Son dakika bilgisi olarak duyurulan bu gelişme, birçok kişinin endişelenmesine neden oldu. 18 Ekim 2023 tarihinde, Türkiye’nin en kalabalık bölgelerinden biri olan Marmara Denizi'nde 3,7 büyüklüğünde bir deprem meydana geldi. Depremin merkezi, Çınarcık açıkları olarak belirlendi ve derinliği 7 kilometre olarak kaydedildi. Bu durum, bölge halkında panik ve endişeye yol açtı. Çeşitli şehirlerde hissedilen deprem, uzmanlar tarafından dikkatle değerlendiriliyor.
Marmara Denizi'nde meydana gelen depremin hemen ardından, AFAD (Afet ve Acil Durum Yönetimi Başkanlığı) tarafından yapılan açıklamalara göre, deprem İstanbul ve çevresinde de hissedildi. İlk tespitlere göre, depremin herhangi bir hasara yol açmadığı bildirilse de, vatandaşların yaşadığı endişe göz ardı edilemez. Uzmanlar, bu tür sarsıntıların Marmara Bölgesi için olağan bir durum olduğunu ancak her an meydana gelebilecek büyük depremler konusunda dikkatli olunması gerektiğini vurguladı. Deprem sonrası Twitter ve diğer sosyal medya platformlarında, halkın yaşadığı anlık korku ve panik anları paylaşıldı. Bu paylaşımlar, depremin artık bir alışkanlık haline gelen sık sık hissedildiği durumlarla karşılaştırmalar yaparak, insanların kaygılarını dile getirmesine olanak tanıdı.
Marmara bölgesi, dünya üzerindeki en aktif fay hatlarından birinin üzerinde yer alması nedeniyle, sürekli olarak deprem riski taşımaktadır. Uzmanlar, bu bölgedeki depremlerin sıklığını artıran birkaç önemli faktöre işaret ediyor. 1999 yılında meydana gelen İzmit depremi, bölgedeki deprem korkusunu artırmış, insanların hazırlıklı olmaları gerektiğine dair farkındalığı artırmıştır. Ancak zamanla bu durum hafızalardan silinmeye başlamış ve özellikle genç nesil arasında deprem tehlikesi yeterince bilinmemektedir. Bilimsel veriler, yakın gelecekte Marmara Bölgesi’nde daha büyük bir depremin meydana gelebileceğini öne sürmektedir. Bu nedenle, acil durum planlarının güncellenmesi ve toplumsal farkındalığın artırılması büyük önem taşımaktadır.
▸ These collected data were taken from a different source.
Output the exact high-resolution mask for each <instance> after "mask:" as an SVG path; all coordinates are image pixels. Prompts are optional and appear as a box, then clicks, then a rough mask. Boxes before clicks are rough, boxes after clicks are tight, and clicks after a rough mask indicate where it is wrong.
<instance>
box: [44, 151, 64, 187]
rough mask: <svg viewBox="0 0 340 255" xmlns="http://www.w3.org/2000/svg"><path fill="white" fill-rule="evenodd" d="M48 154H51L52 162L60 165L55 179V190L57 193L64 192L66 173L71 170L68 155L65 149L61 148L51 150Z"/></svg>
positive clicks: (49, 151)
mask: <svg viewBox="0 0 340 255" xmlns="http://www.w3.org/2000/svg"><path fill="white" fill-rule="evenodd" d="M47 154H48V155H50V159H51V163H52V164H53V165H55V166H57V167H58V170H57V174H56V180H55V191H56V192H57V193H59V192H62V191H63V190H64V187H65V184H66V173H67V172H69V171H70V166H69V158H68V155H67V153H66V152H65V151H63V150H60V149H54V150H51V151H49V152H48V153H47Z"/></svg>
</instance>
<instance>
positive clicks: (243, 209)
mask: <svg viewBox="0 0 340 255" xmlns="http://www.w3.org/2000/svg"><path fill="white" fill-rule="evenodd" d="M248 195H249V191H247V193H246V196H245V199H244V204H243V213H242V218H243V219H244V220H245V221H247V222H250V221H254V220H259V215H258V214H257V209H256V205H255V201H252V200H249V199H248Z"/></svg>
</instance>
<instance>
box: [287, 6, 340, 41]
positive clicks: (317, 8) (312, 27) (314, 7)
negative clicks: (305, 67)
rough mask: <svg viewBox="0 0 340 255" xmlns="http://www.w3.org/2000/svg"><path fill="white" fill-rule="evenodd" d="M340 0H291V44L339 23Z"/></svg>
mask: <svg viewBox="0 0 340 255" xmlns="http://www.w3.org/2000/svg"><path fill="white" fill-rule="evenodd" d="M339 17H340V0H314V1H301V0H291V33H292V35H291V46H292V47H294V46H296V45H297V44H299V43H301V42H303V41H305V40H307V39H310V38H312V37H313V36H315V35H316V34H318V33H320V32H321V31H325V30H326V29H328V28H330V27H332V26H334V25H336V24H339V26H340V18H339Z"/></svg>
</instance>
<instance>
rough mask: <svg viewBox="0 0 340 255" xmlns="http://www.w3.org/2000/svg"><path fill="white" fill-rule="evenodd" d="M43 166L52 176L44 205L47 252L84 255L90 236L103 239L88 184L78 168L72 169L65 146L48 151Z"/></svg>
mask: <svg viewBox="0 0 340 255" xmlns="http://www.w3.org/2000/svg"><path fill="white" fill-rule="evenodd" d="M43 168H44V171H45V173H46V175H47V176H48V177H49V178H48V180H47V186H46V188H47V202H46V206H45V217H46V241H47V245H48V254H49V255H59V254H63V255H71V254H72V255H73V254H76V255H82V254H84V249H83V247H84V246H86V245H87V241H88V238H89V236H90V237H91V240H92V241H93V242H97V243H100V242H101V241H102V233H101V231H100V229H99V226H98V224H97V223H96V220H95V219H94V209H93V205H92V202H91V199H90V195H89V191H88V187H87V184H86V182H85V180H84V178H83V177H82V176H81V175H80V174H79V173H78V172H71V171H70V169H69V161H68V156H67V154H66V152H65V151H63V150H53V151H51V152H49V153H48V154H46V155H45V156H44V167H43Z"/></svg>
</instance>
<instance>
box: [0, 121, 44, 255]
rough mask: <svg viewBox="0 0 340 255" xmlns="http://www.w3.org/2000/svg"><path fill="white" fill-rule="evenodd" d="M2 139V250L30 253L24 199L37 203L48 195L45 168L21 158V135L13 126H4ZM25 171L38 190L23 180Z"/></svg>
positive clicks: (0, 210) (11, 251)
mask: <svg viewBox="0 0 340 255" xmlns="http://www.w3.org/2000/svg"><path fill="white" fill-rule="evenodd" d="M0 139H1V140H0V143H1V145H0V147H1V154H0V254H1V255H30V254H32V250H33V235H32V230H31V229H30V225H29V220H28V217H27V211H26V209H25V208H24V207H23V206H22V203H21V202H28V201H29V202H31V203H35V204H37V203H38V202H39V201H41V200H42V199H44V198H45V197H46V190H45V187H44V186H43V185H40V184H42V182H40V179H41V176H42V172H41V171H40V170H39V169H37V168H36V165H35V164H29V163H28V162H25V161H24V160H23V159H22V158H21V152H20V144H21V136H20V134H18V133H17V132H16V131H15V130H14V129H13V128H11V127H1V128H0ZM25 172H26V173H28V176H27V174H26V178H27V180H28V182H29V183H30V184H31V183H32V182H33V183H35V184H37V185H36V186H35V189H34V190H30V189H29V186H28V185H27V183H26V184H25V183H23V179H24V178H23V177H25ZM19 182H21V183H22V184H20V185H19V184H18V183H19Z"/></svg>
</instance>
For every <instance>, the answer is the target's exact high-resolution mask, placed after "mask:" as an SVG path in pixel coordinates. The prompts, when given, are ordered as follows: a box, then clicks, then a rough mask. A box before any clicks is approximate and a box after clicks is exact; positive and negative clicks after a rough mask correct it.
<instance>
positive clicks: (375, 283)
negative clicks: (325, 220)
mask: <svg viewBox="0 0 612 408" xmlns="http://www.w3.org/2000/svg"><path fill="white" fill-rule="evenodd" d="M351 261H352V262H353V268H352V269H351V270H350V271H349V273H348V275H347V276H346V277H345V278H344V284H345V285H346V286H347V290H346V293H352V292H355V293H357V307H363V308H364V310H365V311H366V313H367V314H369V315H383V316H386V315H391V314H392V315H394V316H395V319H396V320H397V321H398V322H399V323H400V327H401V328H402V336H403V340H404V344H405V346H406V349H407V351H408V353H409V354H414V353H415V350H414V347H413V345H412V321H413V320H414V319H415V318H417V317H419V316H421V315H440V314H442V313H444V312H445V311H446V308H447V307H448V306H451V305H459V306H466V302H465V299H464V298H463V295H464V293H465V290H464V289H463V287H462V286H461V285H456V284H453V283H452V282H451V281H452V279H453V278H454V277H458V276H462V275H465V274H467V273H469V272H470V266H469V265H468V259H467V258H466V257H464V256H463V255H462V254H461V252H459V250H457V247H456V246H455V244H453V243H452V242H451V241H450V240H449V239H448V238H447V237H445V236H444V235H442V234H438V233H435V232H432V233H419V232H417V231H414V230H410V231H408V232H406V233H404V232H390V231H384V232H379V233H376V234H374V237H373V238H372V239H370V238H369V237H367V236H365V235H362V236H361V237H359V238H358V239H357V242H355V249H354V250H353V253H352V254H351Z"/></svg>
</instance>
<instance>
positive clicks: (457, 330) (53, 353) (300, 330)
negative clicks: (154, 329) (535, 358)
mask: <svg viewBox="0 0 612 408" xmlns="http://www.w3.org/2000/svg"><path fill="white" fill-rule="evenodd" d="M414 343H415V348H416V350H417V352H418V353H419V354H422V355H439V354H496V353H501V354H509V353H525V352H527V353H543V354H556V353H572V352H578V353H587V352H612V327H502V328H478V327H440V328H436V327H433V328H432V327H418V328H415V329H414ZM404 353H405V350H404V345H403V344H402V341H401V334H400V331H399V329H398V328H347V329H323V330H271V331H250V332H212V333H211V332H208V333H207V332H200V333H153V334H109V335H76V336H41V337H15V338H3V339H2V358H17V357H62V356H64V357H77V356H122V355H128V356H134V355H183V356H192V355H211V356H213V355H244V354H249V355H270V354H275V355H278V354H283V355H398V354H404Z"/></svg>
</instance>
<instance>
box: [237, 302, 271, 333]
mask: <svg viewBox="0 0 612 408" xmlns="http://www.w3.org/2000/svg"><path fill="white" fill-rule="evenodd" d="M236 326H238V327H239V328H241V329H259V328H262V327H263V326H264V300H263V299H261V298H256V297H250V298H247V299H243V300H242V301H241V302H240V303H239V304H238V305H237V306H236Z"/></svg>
Sonuç olarak, Marmara Denizi’nde yaşanan 3,7 büyüklüğündeki deprem, bölgenin doğal afetlere karşı ne denli hazırlıklı olması gerektiğini bir kez daha gözler önüne serdi. Devlet ve yerel yönetimlerin, deprem konusunda vatandaşları bilinçlendirme çalışmalarına hız vermesi gerektiği aşikâr. Herkesin güvenliği için alınacak önlemler, toplumun geleceği açısından büyük önem taşımaktadır.